JC Juncker devant la Bundesverband Deutscher Zeitungsverleger – BDZV le 6 mai (crédit : CE)

(B2) Lors d’une session avec l’association allemande des éditeurs presse (BDZV), début mai, le président de la Commission européenne, Jean-Claude Juncker a commenté un revirement de taille dans la politique de l’exécutif européen : sur la TVA des médias en ligne. L’exécutif européen « va en effet présenter une proposition de taux réduits de TVA dans tous les États membres en 2016 ».

Une disposition contenue, assez discrètement, dans la communication sur l’Europe numérique présentée le jour même, le 6 mai. L’ancien Premier ministre luxembourgeois, fidèle à sa tradition d’ironie, n’a pu s’empêcher de piquer une ou deux bandelettes au passage sur ses prédécesseurs et leur position, qu’il a jugé un peu « retro ».

Un sujet sur lequel Juncker est à l’aise

« Je me sens vraiment à l’aise (sur ce sujet) parce que le Luxembourg a introduit le taux réduit de TVA pour les livres numériques. La Commission a (ensuite) engagé une action en justice contre le Luxembourg. (…) Et la Commission a obtenu gain de cause contre le Luxembourg. »

En 1991, à 8h moins le quart, il n’y avait pas de journal en ligne

« … Et Je suis un expert de la directive TVA » poursuit-il. « Elle a été adoptée, en 1991, le soir du 23 juin à 8 h moins le quart au conseil des ministres des finances européens. Pourquoi suis-je le seul qui sait cela ? Tout simplement car je présidais ce Conseil des ministres des finances. Et je sais très bien qu’il n’y avait pas de journal en ligne en 1991.» C’est tout simplement pour cette absence de technologie que la directive n’en fait pas mention.

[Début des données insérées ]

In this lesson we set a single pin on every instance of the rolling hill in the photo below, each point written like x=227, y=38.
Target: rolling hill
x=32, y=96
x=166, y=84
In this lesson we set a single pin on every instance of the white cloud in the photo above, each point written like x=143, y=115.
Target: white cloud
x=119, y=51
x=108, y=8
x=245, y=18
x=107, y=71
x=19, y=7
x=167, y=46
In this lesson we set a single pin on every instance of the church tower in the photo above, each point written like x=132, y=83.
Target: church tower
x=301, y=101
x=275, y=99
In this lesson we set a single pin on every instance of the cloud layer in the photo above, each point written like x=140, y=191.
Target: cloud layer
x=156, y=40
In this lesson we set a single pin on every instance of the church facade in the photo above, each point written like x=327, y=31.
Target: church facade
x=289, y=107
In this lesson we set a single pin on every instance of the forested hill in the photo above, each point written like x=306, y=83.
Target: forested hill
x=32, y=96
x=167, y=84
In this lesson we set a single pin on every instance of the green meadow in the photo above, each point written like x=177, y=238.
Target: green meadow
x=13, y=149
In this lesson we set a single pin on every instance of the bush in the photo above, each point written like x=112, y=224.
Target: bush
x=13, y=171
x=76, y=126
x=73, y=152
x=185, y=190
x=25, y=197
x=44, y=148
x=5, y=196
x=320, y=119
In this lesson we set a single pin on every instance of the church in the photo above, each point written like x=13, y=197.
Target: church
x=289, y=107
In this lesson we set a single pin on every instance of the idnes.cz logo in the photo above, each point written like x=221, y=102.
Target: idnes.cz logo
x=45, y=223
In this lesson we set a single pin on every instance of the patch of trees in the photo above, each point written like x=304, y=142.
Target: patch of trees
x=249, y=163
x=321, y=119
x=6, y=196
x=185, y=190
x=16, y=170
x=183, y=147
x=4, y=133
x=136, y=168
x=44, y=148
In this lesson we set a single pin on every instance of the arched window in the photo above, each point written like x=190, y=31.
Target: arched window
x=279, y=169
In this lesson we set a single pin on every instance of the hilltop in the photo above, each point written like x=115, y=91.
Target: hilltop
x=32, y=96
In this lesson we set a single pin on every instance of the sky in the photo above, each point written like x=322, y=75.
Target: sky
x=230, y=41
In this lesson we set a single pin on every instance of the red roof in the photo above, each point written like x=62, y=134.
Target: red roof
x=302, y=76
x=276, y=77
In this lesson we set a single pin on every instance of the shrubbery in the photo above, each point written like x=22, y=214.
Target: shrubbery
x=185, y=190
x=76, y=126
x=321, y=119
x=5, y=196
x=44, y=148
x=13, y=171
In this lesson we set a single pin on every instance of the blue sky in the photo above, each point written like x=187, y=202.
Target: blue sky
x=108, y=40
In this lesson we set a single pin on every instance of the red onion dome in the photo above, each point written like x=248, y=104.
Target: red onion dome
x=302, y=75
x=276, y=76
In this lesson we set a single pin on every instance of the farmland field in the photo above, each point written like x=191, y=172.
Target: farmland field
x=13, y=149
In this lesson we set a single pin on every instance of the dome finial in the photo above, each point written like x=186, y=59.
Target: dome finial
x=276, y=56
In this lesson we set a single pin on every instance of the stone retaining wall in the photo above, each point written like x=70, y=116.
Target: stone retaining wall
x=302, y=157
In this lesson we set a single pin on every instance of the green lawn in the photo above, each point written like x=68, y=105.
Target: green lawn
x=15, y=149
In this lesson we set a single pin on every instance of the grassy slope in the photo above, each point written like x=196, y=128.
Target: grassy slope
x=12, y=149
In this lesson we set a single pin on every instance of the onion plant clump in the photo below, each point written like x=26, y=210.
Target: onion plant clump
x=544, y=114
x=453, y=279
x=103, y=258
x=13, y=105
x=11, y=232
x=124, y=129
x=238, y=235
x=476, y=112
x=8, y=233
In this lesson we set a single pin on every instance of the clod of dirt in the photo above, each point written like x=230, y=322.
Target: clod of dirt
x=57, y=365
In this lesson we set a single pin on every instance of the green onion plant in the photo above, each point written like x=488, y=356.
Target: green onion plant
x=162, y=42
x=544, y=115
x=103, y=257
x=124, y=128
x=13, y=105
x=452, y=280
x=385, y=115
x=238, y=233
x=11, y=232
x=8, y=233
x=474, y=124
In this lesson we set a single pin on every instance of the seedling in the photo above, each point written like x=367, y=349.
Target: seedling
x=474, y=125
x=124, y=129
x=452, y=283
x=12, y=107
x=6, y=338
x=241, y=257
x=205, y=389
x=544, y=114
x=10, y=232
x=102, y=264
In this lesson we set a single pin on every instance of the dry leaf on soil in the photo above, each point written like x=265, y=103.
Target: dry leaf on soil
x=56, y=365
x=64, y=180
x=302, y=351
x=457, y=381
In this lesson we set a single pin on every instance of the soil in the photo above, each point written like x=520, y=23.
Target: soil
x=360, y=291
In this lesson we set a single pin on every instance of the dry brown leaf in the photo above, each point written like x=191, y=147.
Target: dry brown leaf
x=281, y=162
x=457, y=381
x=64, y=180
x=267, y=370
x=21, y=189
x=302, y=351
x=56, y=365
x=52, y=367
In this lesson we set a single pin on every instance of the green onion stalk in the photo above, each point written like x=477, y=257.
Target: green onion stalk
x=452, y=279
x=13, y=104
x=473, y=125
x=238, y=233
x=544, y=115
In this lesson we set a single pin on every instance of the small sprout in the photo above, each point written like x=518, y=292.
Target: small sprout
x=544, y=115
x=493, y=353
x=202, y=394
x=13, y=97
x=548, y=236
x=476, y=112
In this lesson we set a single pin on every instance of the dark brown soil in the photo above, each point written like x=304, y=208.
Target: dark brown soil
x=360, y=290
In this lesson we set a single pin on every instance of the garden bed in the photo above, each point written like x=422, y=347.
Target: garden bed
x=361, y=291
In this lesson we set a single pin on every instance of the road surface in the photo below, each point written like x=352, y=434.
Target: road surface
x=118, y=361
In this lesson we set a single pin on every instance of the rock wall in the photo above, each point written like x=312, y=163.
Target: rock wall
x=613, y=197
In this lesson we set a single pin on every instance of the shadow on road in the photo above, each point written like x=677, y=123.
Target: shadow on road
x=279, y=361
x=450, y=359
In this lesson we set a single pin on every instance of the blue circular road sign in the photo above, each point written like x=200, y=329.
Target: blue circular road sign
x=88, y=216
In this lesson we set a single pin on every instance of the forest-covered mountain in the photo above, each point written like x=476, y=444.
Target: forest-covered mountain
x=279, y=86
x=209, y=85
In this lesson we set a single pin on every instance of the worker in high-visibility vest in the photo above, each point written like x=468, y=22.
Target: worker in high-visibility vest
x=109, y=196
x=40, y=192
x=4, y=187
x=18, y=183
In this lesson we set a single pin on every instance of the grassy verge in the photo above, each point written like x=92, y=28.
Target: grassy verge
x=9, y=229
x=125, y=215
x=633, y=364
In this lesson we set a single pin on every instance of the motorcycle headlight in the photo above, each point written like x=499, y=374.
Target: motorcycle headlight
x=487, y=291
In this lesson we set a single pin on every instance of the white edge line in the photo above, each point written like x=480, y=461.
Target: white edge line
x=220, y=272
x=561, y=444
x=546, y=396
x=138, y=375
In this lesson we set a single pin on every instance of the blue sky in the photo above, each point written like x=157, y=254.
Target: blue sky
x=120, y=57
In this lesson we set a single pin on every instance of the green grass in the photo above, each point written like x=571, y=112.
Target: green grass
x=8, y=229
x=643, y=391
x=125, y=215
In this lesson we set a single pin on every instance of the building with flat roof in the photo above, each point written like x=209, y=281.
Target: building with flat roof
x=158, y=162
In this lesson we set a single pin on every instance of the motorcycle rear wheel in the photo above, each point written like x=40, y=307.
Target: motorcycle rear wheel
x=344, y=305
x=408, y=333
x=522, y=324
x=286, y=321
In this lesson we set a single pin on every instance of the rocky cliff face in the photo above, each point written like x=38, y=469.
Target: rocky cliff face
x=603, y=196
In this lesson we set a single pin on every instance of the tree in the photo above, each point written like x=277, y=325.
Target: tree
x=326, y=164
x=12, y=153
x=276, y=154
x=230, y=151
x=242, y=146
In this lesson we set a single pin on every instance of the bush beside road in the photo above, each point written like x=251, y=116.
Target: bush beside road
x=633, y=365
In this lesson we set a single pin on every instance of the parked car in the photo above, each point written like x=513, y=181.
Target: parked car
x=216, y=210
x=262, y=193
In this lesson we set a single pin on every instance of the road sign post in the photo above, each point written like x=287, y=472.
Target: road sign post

Des règles fiscalement neutres

« Si la Commission – je dois dire la Commission précédente – n’a pas pris en compte ce qui peut être appelé une petite Révolution et s’en est tenue fermement à ses règles précédentes, cela va changer maintenant » annonce-t-il. « Je sais qu’il y a des journaux en ligne. Je ne les lis pas. (…) Mais je suis malgré tout convaincu que c’est la tâche de la Commission d’examiner cette question (avec un sens) politique et avec courage. Et cela va se faire. Nous avons besoin de règles fiscales technologiquement neutres. »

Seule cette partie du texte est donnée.